A quick aside: some were saying a while back that the US is in the information services business — you know, IT, expertise, analysis, consulting, research, etc. — white collar stuff. I don’t buy it. For one thing, not everyone in the US can hold a white collar job. There are a finite number of people out of the US population (percentage-wise) that can do those jobs, and there are a finite number of such jobs available. To make things worse, information products lose their market value fast in times of economic hardship: when you need money to buy bread, you aren’t going to worry about knowledge; your stomach comes first. Also in the “things get worse” department, India and China are only two of the countries that can steal a large number of our information jobs as more of their people are educated. Don’t forget how many Indians work for Microsoft and other tech companies, and how many Chinese are involved in research. Unfortunately real products that fulfill real, tangible needs are still the king, because they are always in demand if they’re quality goods.

Okay, back to the war. It took people’s minds off the economy until the real estate market ramped up, and when that bubble burst, the whole ugly truth came to life. We had no economy to speak of, it was all propped up by debt, and all that debt was crashing down on us, as some, including myself, predicted. In my article from 2004, I said the following:

… unless we get someone in the White House who is willing to address the problem of debt head-on, I think our country is headed for certain disaster.

Fast forward to 2008. At the end of September of that year, I laid down my thoughts about the impending economic crisis. I was saying pretty much the same things I said now, except I approached the problem from a different angle. You see, we hadn’t yet elected Obama. Later that year, my wife and I, along with many other people, voted for him, because he was better than the alternative, and we hoped he’d do some good.

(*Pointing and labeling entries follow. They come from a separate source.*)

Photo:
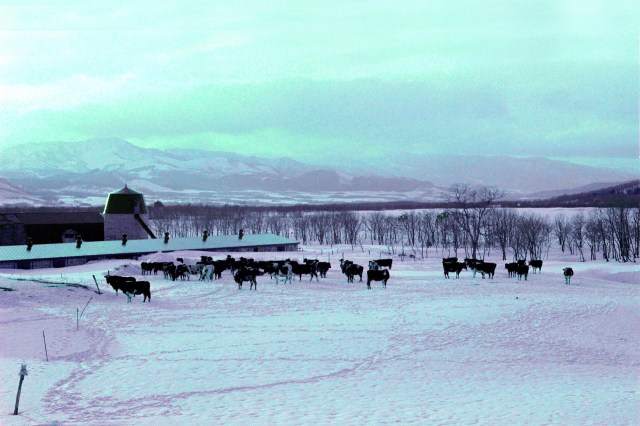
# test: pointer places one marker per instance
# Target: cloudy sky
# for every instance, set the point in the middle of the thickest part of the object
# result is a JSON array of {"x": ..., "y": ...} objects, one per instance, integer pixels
[{"x": 312, "y": 80}]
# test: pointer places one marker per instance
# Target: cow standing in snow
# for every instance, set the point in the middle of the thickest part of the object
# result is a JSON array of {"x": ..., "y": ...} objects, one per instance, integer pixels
[{"x": 568, "y": 273}]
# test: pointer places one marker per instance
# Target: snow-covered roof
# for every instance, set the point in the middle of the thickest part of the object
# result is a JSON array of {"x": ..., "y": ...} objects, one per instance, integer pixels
[
  {"x": 125, "y": 201},
  {"x": 102, "y": 248}
]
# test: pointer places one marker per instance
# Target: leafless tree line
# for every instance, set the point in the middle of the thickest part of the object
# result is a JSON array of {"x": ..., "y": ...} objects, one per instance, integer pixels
[
  {"x": 614, "y": 232},
  {"x": 473, "y": 228}
]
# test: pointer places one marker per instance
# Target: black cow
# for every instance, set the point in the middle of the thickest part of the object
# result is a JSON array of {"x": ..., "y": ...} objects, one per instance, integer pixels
[
  {"x": 136, "y": 287},
  {"x": 484, "y": 268},
  {"x": 146, "y": 268},
  {"x": 282, "y": 271},
  {"x": 535, "y": 264},
  {"x": 523, "y": 270},
  {"x": 323, "y": 268},
  {"x": 305, "y": 269},
  {"x": 384, "y": 263},
  {"x": 456, "y": 267},
  {"x": 243, "y": 275},
  {"x": 344, "y": 264},
  {"x": 382, "y": 275},
  {"x": 116, "y": 281},
  {"x": 512, "y": 268},
  {"x": 568, "y": 273},
  {"x": 352, "y": 270}
]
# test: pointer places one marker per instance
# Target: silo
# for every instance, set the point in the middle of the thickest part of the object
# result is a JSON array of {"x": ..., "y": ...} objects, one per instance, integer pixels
[{"x": 126, "y": 213}]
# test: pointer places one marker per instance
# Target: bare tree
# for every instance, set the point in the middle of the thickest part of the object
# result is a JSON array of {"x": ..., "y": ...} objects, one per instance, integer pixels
[{"x": 473, "y": 206}]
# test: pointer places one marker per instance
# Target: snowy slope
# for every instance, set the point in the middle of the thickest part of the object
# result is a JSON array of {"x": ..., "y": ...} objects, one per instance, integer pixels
[
  {"x": 10, "y": 195},
  {"x": 424, "y": 350}
]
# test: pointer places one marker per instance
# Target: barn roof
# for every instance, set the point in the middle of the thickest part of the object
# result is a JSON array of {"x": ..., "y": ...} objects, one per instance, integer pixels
[
  {"x": 59, "y": 218},
  {"x": 125, "y": 201},
  {"x": 138, "y": 247}
]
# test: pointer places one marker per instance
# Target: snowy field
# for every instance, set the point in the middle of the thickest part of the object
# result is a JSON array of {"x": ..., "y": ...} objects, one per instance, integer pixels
[{"x": 424, "y": 350}]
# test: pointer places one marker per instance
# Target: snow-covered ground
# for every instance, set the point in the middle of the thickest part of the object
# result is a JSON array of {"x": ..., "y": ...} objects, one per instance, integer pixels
[{"x": 424, "y": 350}]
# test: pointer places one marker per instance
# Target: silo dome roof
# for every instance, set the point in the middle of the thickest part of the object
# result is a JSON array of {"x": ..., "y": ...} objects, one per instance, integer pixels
[{"x": 125, "y": 201}]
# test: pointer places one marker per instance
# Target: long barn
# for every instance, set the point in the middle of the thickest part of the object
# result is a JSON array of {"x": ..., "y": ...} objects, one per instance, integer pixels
[{"x": 39, "y": 256}]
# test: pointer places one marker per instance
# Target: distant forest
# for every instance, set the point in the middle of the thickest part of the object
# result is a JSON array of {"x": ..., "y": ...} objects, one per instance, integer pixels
[
  {"x": 623, "y": 195},
  {"x": 473, "y": 222}
]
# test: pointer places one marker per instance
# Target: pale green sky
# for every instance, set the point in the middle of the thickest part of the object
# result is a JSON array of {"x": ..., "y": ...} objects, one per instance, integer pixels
[{"x": 286, "y": 78}]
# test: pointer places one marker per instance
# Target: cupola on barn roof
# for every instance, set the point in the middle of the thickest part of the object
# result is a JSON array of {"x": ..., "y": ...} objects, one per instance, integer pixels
[{"x": 125, "y": 201}]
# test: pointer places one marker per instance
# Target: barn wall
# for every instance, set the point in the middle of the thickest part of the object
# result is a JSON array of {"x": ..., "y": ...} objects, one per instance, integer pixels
[{"x": 117, "y": 224}]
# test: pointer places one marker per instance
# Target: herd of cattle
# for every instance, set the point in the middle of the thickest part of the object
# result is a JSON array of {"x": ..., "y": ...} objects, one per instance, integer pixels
[{"x": 247, "y": 270}]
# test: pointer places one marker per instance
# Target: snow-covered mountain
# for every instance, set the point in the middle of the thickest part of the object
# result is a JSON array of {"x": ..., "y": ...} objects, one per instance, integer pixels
[
  {"x": 9, "y": 194},
  {"x": 81, "y": 171},
  {"x": 94, "y": 168}
]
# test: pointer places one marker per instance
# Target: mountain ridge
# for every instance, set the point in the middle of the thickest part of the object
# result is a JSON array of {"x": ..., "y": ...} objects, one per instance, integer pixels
[{"x": 98, "y": 166}]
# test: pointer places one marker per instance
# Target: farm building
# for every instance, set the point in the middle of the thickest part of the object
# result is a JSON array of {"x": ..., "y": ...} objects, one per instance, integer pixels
[
  {"x": 126, "y": 213},
  {"x": 50, "y": 228},
  {"x": 70, "y": 254}
]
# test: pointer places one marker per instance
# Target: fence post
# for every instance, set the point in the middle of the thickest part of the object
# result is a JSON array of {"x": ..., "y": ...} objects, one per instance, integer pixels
[
  {"x": 23, "y": 372},
  {"x": 94, "y": 278},
  {"x": 45, "y": 345}
]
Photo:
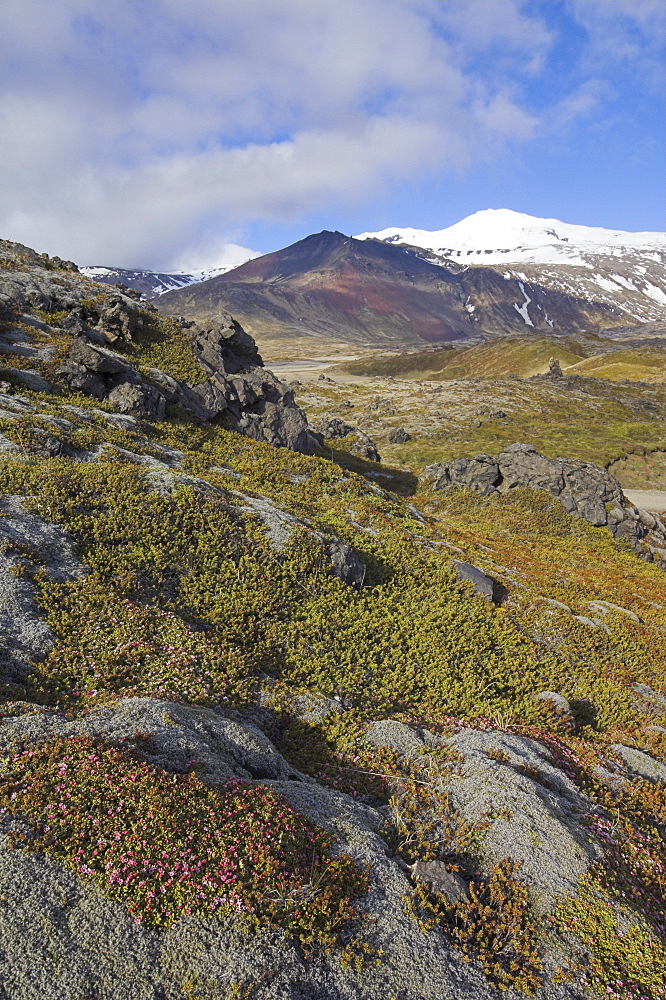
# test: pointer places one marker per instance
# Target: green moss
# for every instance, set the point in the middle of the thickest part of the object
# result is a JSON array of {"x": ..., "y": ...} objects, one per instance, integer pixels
[{"x": 166, "y": 846}]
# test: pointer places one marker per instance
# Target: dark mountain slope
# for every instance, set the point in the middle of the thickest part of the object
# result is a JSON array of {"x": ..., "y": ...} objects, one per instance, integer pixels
[{"x": 365, "y": 292}]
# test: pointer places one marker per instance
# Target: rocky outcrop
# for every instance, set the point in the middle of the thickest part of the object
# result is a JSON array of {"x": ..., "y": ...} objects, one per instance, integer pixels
[
  {"x": 584, "y": 489},
  {"x": 102, "y": 321},
  {"x": 332, "y": 428}
]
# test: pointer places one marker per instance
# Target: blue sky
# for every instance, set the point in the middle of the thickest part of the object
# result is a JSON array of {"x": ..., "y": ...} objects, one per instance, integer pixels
[{"x": 174, "y": 133}]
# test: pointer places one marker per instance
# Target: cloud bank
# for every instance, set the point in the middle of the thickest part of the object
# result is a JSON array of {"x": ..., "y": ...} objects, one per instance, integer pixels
[{"x": 153, "y": 133}]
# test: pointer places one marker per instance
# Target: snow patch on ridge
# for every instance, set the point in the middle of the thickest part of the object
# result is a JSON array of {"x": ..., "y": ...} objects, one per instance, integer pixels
[{"x": 523, "y": 310}]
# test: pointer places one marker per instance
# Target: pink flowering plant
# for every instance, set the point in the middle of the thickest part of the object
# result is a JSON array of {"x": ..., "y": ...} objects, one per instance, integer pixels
[
  {"x": 168, "y": 846},
  {"x": 130, "y": 649}
]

While the jury is out on that last part, and part of me says I should just sit back and wait to see what he does with his presidency, part of me goes back to the problem of debt and wonders if he’s tackled it head-on, like it needs to be handled. Unfortunately, he’s headed in the very opposite direction. He’s going to put our country into yet more debt in order to keep stimulating the economy. All this stimulating makes me wonder what status quo the government hopes to achieve. Just what state of the economy do we want to return to? Where do we want to go after we’ve spent all of that money? These words from Jim Kunstler say it best:

“… to what state of affairs do we expect to recover? If the answer is a return to an economy based on building ever more suburban sprawl, on credit card over-spending, on routine securitized debt shenanigans in banking, and on consistently lying to ourselves about what reality demands of us, then we are a mortally deluded nation.”

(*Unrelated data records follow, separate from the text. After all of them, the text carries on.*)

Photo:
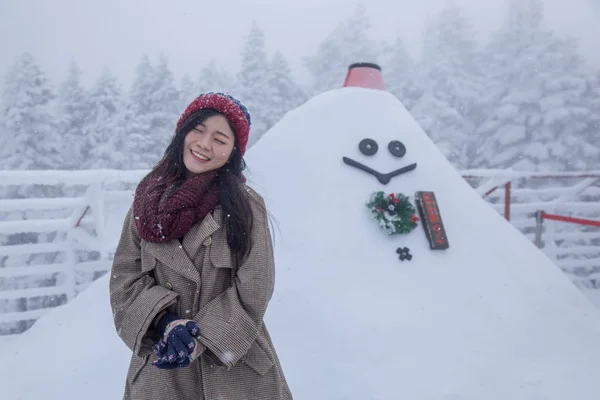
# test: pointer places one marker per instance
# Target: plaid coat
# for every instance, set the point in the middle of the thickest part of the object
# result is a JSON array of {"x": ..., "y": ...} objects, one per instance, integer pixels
[{"x": 198, "y": 279}]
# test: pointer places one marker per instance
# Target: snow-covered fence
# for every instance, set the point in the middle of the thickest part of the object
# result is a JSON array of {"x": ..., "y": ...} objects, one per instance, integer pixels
[
  {"x": 58, "y": 229},
  {"x": 51, "y": 248},
  {"x": 519, "y": 195}
]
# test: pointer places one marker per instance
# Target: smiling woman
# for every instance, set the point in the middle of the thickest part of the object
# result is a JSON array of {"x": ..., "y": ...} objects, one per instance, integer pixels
[
  {"x": 194, "y": 269},
  {"x": 208, "y": 146}
]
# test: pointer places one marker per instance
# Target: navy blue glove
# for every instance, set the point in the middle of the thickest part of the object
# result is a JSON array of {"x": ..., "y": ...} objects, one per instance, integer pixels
[{"x": 178, "y": 345}]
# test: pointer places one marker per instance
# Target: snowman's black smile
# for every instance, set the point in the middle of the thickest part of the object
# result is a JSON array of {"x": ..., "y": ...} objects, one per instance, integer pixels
[{"x": 383, "y": 178}]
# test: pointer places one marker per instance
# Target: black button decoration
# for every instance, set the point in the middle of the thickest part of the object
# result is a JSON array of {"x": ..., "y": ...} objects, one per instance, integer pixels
[
  {"x": 397, "y": 148},
  {"x": 368, "y": 147},
  {"x": 404, "y": 253}
]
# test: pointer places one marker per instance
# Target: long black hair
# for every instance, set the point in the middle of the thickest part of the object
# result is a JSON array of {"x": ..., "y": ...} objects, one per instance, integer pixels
[{"x": 233, "y": 197}]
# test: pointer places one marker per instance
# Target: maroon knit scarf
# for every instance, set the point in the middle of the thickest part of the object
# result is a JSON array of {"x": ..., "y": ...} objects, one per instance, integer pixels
[{"x": 163, "y": 214}]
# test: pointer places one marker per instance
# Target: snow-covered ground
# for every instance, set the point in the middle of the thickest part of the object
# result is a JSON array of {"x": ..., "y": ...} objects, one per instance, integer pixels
[{"x": 489, "y": 318}]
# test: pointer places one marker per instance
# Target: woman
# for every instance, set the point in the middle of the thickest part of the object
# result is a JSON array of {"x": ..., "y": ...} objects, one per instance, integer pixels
[{"x": 194, "y": 268}]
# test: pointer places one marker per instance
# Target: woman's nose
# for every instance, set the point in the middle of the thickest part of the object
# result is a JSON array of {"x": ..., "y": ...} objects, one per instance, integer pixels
[{"x": 204, "y": 142}]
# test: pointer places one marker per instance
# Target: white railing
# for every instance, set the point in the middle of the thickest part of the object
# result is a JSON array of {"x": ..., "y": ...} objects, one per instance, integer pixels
[
  {"x": 88, "y": 214},
  {"x": 518, "y": 196},
  {"x": 62, "y": 227}
]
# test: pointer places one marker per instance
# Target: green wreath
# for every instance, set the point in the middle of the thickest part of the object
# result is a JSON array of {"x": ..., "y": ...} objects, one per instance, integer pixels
[{"x": 394, "y": 212}]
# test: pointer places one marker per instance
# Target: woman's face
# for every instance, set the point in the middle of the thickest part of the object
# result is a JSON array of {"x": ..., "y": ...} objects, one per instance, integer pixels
[{"x": 208, "y": 146}]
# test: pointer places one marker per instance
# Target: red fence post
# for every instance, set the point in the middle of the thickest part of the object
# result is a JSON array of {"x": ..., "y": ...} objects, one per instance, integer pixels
[{"x": 539, "y": 220}]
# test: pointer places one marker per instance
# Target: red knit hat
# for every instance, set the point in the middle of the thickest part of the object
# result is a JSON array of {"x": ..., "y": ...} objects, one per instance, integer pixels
[{"x": 230, "y": 107}]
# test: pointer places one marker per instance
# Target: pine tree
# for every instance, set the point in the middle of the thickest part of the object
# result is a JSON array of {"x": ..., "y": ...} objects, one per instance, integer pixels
[
  {"x": 164, "y": 108},
  {"x": 348, "y": 43},
  {"x": 450, "y": 80},
  {"x": 287, "y": 95},
  {"x": 74, "y": 111},
  {"x": 215, "y": 78},
  {"x": 106, "y": 101},
  {"x": 252, "y": 86},
  {"x": 32, "y": 141},
  {"x": 134, "y": 135},
  {"x": 534, "y": 105}
]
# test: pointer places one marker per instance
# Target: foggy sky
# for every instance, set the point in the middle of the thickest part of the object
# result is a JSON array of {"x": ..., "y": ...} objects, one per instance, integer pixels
[{"x": 115, "y": 33}]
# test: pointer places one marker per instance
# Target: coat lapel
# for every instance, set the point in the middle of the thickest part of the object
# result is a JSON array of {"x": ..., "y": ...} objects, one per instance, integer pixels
[
  {"x": 200, "y": 233},
  {"x": 180, "y": 257}
]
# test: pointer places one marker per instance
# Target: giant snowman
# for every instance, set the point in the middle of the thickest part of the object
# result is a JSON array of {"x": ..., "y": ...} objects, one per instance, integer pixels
[{"x": 468, "y": 310}]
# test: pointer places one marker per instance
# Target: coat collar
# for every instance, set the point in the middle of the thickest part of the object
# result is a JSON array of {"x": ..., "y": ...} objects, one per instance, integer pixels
[{"x": 179, "y": 257}]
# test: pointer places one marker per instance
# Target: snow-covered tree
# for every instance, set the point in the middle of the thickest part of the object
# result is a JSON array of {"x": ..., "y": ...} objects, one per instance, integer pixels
[
  {"x": 535, "y": 97},
  {"x": 252, "y": 86},
  {"x": 400, "y": 72},
  {"x": 348, "y": 43},
  {"x": 106, "y": 101},
  {"x": 213, "y": 77},
  {"x": 74, "y": 119},
  {"x": 138, "y": 145},
  {"x": 450, "y": 80},
  {"x": 164, "y": 107},
  {"x": 287, "y": 95},
  {"x": 30, "y": 140},
  {"x": 593, "y": 121},
  {"x": 188, "y": 91}
]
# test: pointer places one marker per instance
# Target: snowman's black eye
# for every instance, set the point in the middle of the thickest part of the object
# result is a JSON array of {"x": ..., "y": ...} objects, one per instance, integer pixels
[
  {"x": 368, "y": 147},
  {"x": 397, "y": 148}
]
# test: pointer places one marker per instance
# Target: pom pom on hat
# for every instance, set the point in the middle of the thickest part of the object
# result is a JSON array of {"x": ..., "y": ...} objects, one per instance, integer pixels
[{"x": 233, "y": 109}]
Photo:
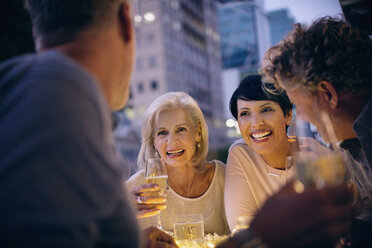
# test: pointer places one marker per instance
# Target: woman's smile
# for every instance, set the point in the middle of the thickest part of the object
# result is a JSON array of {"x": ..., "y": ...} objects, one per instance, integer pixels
[{"x": 261, "y": 136}]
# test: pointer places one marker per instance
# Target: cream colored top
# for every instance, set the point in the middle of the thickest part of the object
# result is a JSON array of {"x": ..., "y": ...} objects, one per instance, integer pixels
[
  {"x": 210, "y": 204},
  {"x": 250, "y": 180}
]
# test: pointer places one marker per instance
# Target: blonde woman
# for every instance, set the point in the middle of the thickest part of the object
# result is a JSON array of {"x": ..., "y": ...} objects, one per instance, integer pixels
[{"x": 175, "y": 129}]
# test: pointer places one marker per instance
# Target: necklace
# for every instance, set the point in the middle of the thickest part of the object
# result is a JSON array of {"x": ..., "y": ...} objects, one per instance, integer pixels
[{"x": 271, "y": 173}]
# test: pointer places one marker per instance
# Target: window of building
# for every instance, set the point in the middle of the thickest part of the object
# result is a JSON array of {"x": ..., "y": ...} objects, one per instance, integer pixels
[
  {"x": 139, "y": 64},
  {"x": 140, "y": 87},
  {"x": 152, "y": 62},
  {"x": 154, "y": 85},
  {"x": 150, "y": 38}
]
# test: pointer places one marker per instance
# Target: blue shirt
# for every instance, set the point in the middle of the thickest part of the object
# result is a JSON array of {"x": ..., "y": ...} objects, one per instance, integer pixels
[{"x": 60, "y": 177}]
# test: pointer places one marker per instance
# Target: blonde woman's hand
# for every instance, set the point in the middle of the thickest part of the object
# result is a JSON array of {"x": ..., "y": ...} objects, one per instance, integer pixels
[{"x": 148, "y": 201}]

So, we’ve been going into more and more debt, for years and years, propping up a sick economy that has no more manufacturing backbone to stand on its own, and we’ve never taken our medicine. The US economy is like a sick man who’s hyped up on speed and other crap to keep from crashing into a bed and going through a proper recovery from a serious bout of the flu. It can’t go on forever. It has to at some point end. It doesn’t make sense otherwise. Like I said in an article from February of this year, there will be an ugly third act, where the fat lady will sing and the curtains will come down, and believe you me, it’s going to be a doozy.

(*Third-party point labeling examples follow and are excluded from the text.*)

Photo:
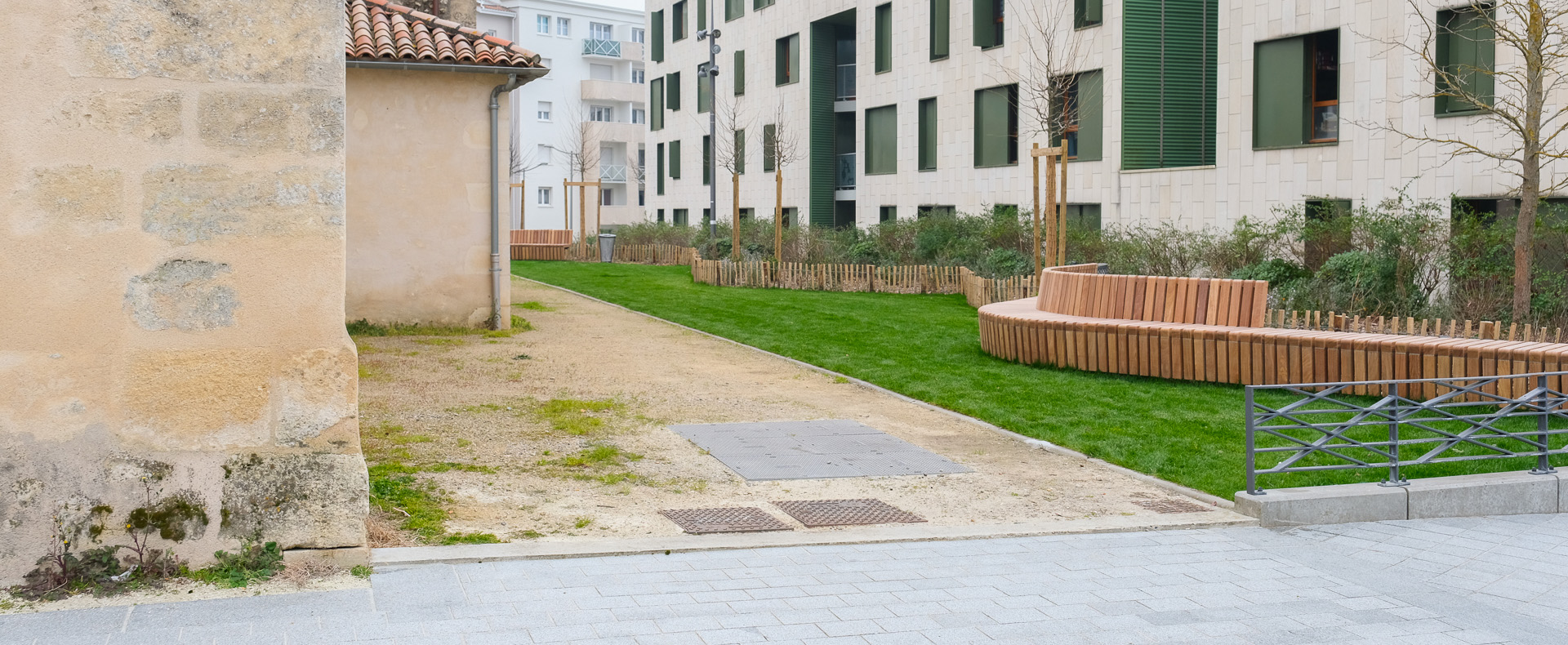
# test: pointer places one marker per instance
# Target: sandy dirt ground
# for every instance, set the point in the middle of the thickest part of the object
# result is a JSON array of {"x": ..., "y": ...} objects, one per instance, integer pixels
[{"x": 569, "y": 425}]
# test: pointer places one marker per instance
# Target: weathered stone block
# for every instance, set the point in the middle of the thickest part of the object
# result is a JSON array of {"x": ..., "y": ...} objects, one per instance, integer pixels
[
  {"x": 1338, "y": 504},
  {"x": 1491, "y": 493}
]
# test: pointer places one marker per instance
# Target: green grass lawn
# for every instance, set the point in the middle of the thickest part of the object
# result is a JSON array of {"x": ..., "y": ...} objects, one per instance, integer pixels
[{"x": 927, "y": 347}]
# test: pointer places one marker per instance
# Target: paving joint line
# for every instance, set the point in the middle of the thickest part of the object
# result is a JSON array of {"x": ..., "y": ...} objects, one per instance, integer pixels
[{"x": 1043, "y": 444}]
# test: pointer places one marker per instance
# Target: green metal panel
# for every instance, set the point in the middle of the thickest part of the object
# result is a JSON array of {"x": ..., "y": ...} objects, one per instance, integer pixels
[
  {"x": 1280, "y": 93},
  {"x": 659, "y": 37},
  {"x": 883, "y": 38},
  {"x": 822, "y": 140},
  {"x": 927, "y": 156},
  {"x": 882, "y": 140},
  {"x": 940, "y": 29}
]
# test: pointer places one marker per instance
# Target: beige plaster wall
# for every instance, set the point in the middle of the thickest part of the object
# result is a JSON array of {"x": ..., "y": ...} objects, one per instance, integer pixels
[
  {"x": 172, "y": 277},
  {"x": 419, "y": 198}
]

Will it have to do with the severe de-valuing of the dollar and cause it to be replaced as the world reserve currency? Possibly, since some countries out there, like China and Russia, are already calling for a new global currency. I think there will be more unrest beyond the dollar debacle. And who knows, perhaps behind the scenes, that was the plan all along: bring on a crisis where bargains are to be had for those with the money to get them, and the sort of economic unrest that would make it easier to move certain pieces of the big puzzle into their place.